The Charter was criticized by John Paul II and bishops throughout the continent, for failing to mention that Europe «is the cradle of the concepts of person and freedom, and that these concepts surfaced because of the fact that for a long time [Europe] was suffused with Christianity.»

Prodi, a practicing Catholic, was a Prime Minister of Italy and member of the Italian Popular Party, whose origins are found in Christian Democracy. In the following interview over Vatican Radio (http://www.radiovaticano.org), Prodi talked about the Charter.

–Q: Can it be said that one day the Charter will become the constitution of a United Europe?

–Prodi: I hope it will assume a formal value from the constitutional point of view. It makes existing fundamental values and rights visible, bringing them up-to-date with these terrible, great and beautiful novelties of the world, represented by globalization and the technological process.

The Charter makes explicit respect for human dignity and the fundamental rights of all citizens. However, there have been points on which there have been compromises. All of us lament that no specific mention of religion was made as the Charter´s source of inspiration, but it is also true that we have had to respect the secular tradition of some member states, particularly France. However, the preamble makes specific reference to the spiritual and moral patrimony. Clearly, it is not only bishops who are disappointed.

–Q: Is there room for the family and life in the Charter?

–Prodi: Explicitly. Cloning for purposes of reproduction is prohibited. So a strong limitation has been placed, a firm point. Moreover, the Charter leaves the door open to impede national lawmakers from other forms of cloning, such as therapeutic. I hope that additional steps will be taken in this direction.
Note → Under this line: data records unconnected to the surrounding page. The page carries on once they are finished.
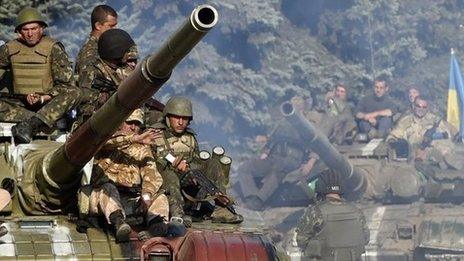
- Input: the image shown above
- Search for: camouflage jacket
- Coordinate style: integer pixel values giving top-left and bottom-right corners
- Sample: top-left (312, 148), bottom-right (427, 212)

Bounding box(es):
top-left (296, 198), bottom-right (370, 253)
top-left (74, 35), bottom-right (98, 75)
top-left (0, 37), bottom-right (73, 96)
top-left (92, 131), bottom-right (163, 196)
top-left (387, 112), bottom-right (457, 154)
top-left (152, 122), bottom-right (199, 168)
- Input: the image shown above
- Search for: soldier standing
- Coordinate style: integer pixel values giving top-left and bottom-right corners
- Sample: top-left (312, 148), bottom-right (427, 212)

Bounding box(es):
top-left (150, 97), bottom-right (243, 226)
top-left (296, 170), bottom-right (370, 261)
top-left (79, 109), bottom-right (174, 241)
top-left (75, 5), bottom-right (118, 75)
top-left (356, 79), bottom-right (398, 139)
top-left (78, 29), bottom-right (138, 121)
top-left (0, 7), bottom-right (80, 143)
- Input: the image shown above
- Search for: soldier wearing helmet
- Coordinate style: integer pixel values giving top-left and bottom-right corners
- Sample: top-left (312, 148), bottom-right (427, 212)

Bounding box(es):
top-left (150, 96), bottom-right (243, 226)
top-left (78, 29), bottom-right (138, 122)
top-left (0, 7), bottom-right (80, 143)
top-left (79, 109), bottom-right (180, 241)
top-left (296, 170), bottom-right (370, 260)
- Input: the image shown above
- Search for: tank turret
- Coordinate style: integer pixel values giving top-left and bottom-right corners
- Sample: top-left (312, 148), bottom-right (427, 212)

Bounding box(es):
top-left (2, 5), bottom-right (218, 214)
top-left (281, 103), bottom-right (423, 202)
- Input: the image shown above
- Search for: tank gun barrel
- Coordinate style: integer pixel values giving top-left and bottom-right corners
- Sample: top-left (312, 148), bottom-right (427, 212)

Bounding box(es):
top-left (24, 5), bottom-right (218, 211)
top-left (280, 102), bottom-right (367, 196)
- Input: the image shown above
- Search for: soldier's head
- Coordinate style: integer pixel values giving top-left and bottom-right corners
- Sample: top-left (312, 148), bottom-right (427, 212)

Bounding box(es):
top-left (316, 169), bottom-right (342, 197)
top-left (15, 7), bottom-right (48, 46)
top-left (374, 78), bottom-right (388, 98)
top-left (408, 86), bottom-right (420, 104)
top-left (163, 96), bottom-right (193, 134)
top-left (90, 5), bottom-right (118, 38)
top-left (98, 28), bottom-right (137, 67)
top-left (120, 109), bottom-right (143, 133)
top-left (334, 82), bottom-right (347, 100)
top-left (412, 96), bottom-right (429, 118)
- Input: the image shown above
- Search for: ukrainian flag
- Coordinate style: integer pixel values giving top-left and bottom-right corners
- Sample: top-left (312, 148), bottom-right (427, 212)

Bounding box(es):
top-left (446, 50), bottom-right (464, 138)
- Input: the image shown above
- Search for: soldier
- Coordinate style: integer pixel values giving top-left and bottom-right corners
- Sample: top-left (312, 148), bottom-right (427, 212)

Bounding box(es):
top-left (296, 170), bottom-right (370, 261)
top-left (0, 7), bottom-right (80, 143)
top-left (239, 96), bottom-right (317, 210)
top-left (79, 109), bottom-right (175, 241)
top-left (356, 79), bottom-right (397, 139)
top-left (78, 29), bottom-right (138, 121)
top-left (387, 96), bottom-right (462, 169)
top-left (150, 97), bottom-right (243, 226)
top-left (75, 5), bottom-right (118, 75)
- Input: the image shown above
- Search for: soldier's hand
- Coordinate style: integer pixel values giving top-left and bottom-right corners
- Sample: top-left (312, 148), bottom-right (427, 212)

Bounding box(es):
top-left (132, 129), bottom-right (162, 145)
top-left (26, 93), bottom-right (40, 105)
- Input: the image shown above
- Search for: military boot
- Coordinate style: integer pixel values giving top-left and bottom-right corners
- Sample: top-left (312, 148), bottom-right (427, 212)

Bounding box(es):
top-left (211, 206), bottom-right (243, 224)
top-left (110, 210), bottom-right (132, 242)
top-left (11, 117), bottom-right (45, 144)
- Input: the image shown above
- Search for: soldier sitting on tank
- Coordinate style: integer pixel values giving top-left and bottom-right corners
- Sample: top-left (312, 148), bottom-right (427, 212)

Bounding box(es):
top-left (150, 97), bottom-right (243, 226)
top-left (387, 96), bottom-right (463, 169)
top-left (296, 170), bottom-right (370, 261)
top-left (79, 109), bottom-right (180, 241)
top-left (0, 7), bottom-right (81, 143)
top-left (74, 5), bottom-right (118, 75)
top-left (78, 29), bottom-right (138, 123)
top-left (356, 78), bottom-right (398, 139)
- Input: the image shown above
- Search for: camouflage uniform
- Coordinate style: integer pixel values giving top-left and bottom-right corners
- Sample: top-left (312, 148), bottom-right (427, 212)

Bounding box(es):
top-left (76, 46), bottom-right (137, 121)
top-left (296, 197), bottom-right (370, 260)
top-left (0, 36), bottom-right (81, 127)
top-left (151, 122), bottom-right (199, 217)
top-left (74, 35), bottom-right (99, 75)
top-left (387, 112), bottom-right (457, 163)
top-left (80, 131), bottom-right (169, 223)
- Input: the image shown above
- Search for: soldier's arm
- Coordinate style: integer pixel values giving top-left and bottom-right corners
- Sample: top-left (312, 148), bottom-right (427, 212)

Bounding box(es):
top-left (358, 209), bottom-right (371, 245)
top-left (50, 43), bottom-right (74, 96)
top-left (141, 160), bottom-right (163, 197)
top-left (296, 206), bottom-right (323, 249)
top-left (0, 44), bottom-right (11, 79)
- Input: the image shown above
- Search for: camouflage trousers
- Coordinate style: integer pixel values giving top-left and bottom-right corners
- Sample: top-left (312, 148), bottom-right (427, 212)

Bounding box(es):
top-left (0, 89), bottom-right (81, 127)
top-left (79, 183), bottom-right (169, 223)
top-left (161, 169), bottom-right (185, 217)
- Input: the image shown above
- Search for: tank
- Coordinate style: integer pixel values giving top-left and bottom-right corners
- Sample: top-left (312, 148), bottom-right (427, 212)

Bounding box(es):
top-left (282, 104), bottom-right (464, 260)
top-left (0, 5), bottom-right (275, 260)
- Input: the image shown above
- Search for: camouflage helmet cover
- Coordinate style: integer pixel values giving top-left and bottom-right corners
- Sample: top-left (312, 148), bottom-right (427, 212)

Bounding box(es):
top-left (163, 96), bottom-right (193, 118)
top-left (15, 7), bottom-right (48, 32)
top-left (126, 109), bottom-right (143, 124)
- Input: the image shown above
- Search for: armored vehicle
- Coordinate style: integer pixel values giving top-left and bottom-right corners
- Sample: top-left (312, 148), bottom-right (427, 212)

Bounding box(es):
top-left (283, 104), bottom-right (464, 260)
top-left (0, 5), bottom-right (275, 260)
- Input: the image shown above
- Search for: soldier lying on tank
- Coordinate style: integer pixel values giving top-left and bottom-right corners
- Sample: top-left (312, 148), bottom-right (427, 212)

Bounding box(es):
top-left (296, 170), bottom-right (370, 260)
top-left (79, 109), bottom-right (183, 241)
top-left (0, 7), bottom-right (81, 143)
top-left (78, 29), bottom-right (138, 123)
top-left (150, 97), bottom-right (243, 226)
top-left (387, 96), bottom-right (463, 169)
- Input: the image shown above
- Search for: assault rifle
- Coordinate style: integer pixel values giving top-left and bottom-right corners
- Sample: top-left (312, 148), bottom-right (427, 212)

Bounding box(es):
top-left (165, 153), bottom-right (237, 215)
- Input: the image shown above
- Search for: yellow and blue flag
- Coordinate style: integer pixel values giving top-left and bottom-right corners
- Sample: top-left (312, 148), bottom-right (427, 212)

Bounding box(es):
top-left (446, 50), bottom-right (464, 138)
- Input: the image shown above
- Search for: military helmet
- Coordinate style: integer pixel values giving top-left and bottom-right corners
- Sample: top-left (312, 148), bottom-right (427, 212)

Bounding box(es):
top-left (163, 96), bottom-right (193, 118)
top-left (126, 109), bottom-right (143, 124)
top-left (316, 169), bottom-right (342, 195)
top-left (15, 7), bottom-right (48, 32)
top-left (98, 28), bottom-right (135, 60)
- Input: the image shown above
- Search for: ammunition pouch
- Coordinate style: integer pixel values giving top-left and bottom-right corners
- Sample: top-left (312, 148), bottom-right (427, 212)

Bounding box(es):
top-left (77, 185), bottom-right (93, 218)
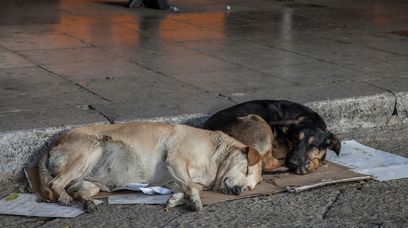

–Q: The number of citizens of the European Union will grow … and there will continue to be migratory currents — yet another opportunity for Europe in terms of meeting, exchange and enrichment among peoples. How can the European Commission address this challenge?

–Prodi: Immigration will come increasingly from outside the Union. The more the acceptance of immigrants is shared, the more possible it is to be protected against illegal immigration. We do not stop immigration with machine guns or barbed wire fences, but with agreements with the countries where the people originate, in order to be able to count on the regular immigrants we need.

We are in the great years of the birthing of the state, of turbulence, but, at the end, a stronger Europe will emerge. I am not speaking of arms or traditional force; I am referring especially to science, to returning to the vanguard, to technological and scientific frontiers.

I am referring to traditions of the great Europe. It is a Europe that preserves languages: When we are in the European Parliament, I don´t speak English, I speak Italian. This is the new Europe.

The most beautiful definition I have found is, «Europe is a union of minorities,» because there is no one that tramples on the others.